Was würde wohl geschehen, wenn wir Menschen uns häufiger mit dem Bewusstsein in die Natur begeben, dass dort unser wahres Zuhause liegt, und nicht in den vier Wänden, aus denen wir kommen?

Welche Wirkung hätte es auf uns, würden wir damit beginnen, beispielsweise einen kompletten Tag pro Woche in den Wald zu gehen, um zur Ruhe zu kommen und nichts anderes zu tun als das Leben dort zu beobachten und uns selbst zu spüren? Das alles wohlgemerkt mit dem Gedanken im Hinterkopf, heimzukommen und nicht nur auf Besuch. Würde das auf Dauer etwas in uns verändern?

Würden sich uns vielleicht völlig neue Perspektiven darüber eröffnen, was es eigentlich bedeutet, auf diesem Planeten zu leben?

Sicherlich hätte es über die Zeit einen Einfluss auf unser Empfinden von Stress und Überlastung. Vielleicht auch auf unsere Sinnfrage oder auf das Gefühl einer gewissen Leere, das wir manchmal mit uns umhertragen.
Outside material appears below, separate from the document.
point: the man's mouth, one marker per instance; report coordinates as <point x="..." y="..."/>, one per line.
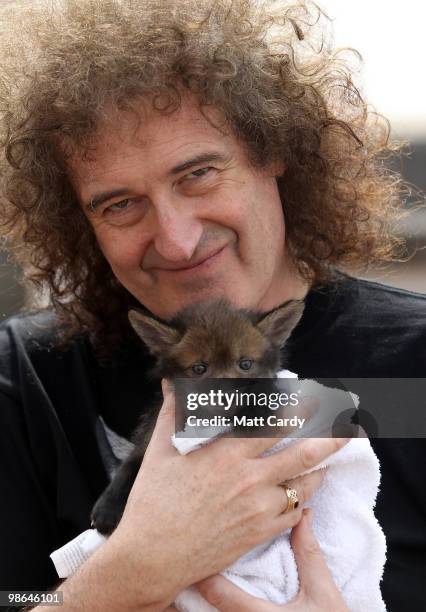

Ich komme nach Hause in die Natur wie in mein Elternhaus. Lasse die Stadt, das Büro, WLAN und Internet, Termine und Verpflichtungen für eine Weile hinter mir und gehe an den Ort, von dem ich komme. Heim.

Dabei betrachte ich die Natur bewusst nicht als Ausflugsziel, sondern als den Ursprung, zu dem ich zurückkehre. Erlebe sie mit allen Sinnen, mit Haut und Haar. Ich tue das, um nichts anderes zu sein als verbunden mit mir selbst und dem puren Lebendigen, das mich dort umgibt.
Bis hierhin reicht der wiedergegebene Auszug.